陳廣拓沉聲道。
花無月道:“那就努力吧,等你什么時候比張秀杰更強吧。”
她心頭則暗嘆。
陳廣拓雖然也是天才,但想要超過張秀杰,只怕一輩子都做不到。
除非張秀杰不修煉,或是倒霉的遇到了什么大難題。
否則,他就會一直遙遙領先。
這就是現實。
所謂得道者多助,失道者寡助。
越早得道,得到的幫助就越多,連老天都會幫他。
一步快,便步步快啊。
如果張靈山不出意外,那也會比他們走得更快更遠。
可惜,他就是遇到了大難題,如今被困在了試煉地里,生死不知。
就算他運氣好,在試煉地里活了下來,并且順利從明年的選拔中出來。
但是,他失去的一年時間,也永遠回不來了。
到時候,他也只會比張秀杰弱,并且一輩子都追不上。
一步慢,那就步步慢啊。
花無月不禁為張靈山感到無比的惋惜。
她是很欣賞張靈山的,甚至心動,但世事無常,一個可以上地榜的好苗子,就這么半路夭折了。
天妒英才!
“你們搞什么鬼,那張靈山到底是誰啊,怎么你們一個個都念念不忘。

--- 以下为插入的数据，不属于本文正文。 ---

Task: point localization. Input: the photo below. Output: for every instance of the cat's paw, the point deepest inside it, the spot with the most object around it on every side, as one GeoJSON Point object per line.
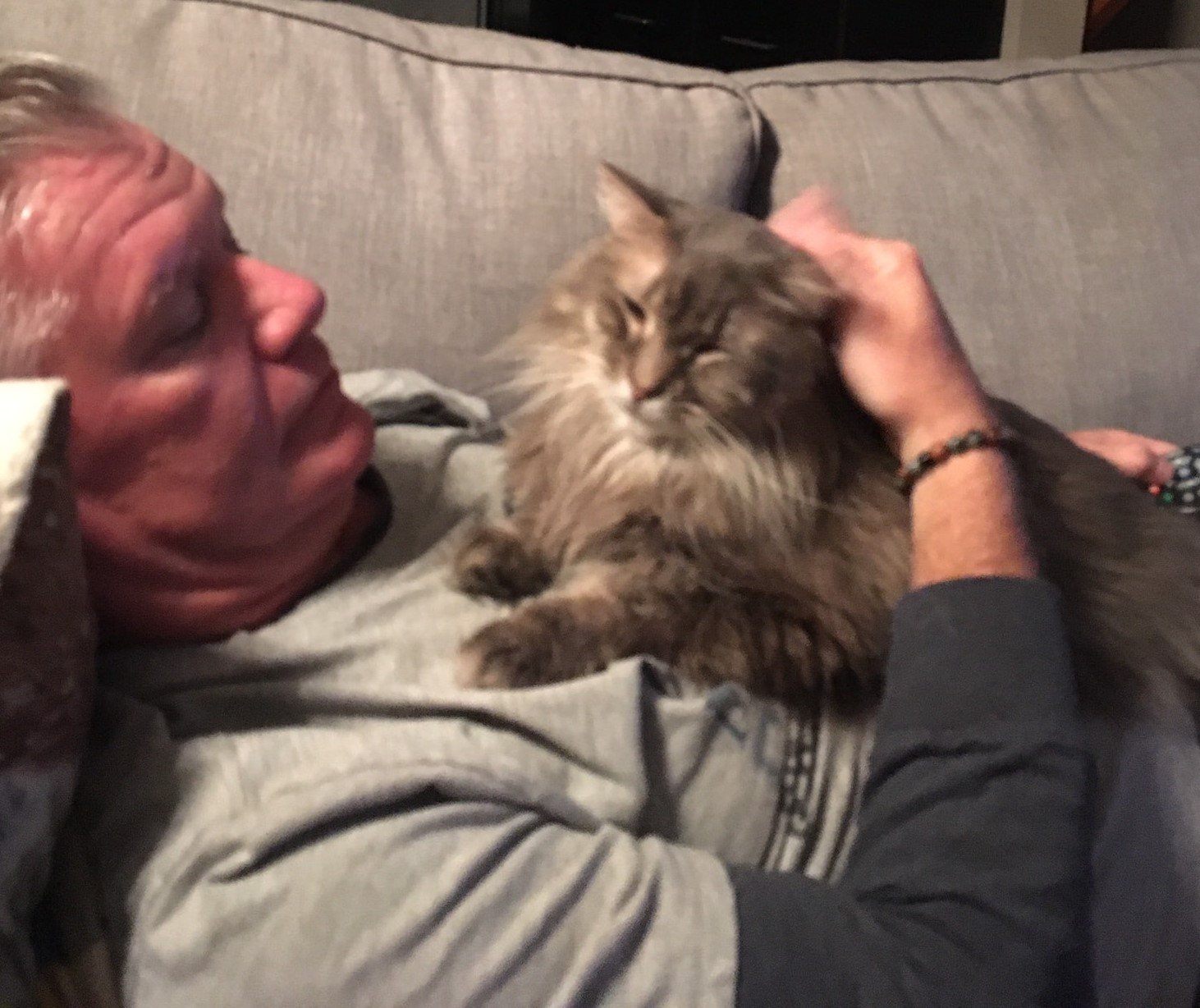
{"type": "Point", "coordinates": [516, 652]}
{"type": "Point", "coordinates": [493, 561]}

”
一個長發飄逸的俊秀少年突然疑惑道。
他聽了半天,感覺相當詫異。
不只是花無月他們對張靈山念念不忘,那張秀杰之前一直死盯著大門,似乎也是為了這個人。
可這人到底是誰。
很牛逼嗎,自己怎么沒什么印象。
“我記得此人,張靈山就是玉州的那個五臟境圓滿。號稱桀驁不馴。”
又一個聲音響起。
此人聲音極為渾厚,感覺胸膛里放了一個喇叭。
他也很驚詫,道:“陳廣拓,我很好奇,你連我都不服,為何一口一個山哥。那張靈山到底有何奇妙之處?”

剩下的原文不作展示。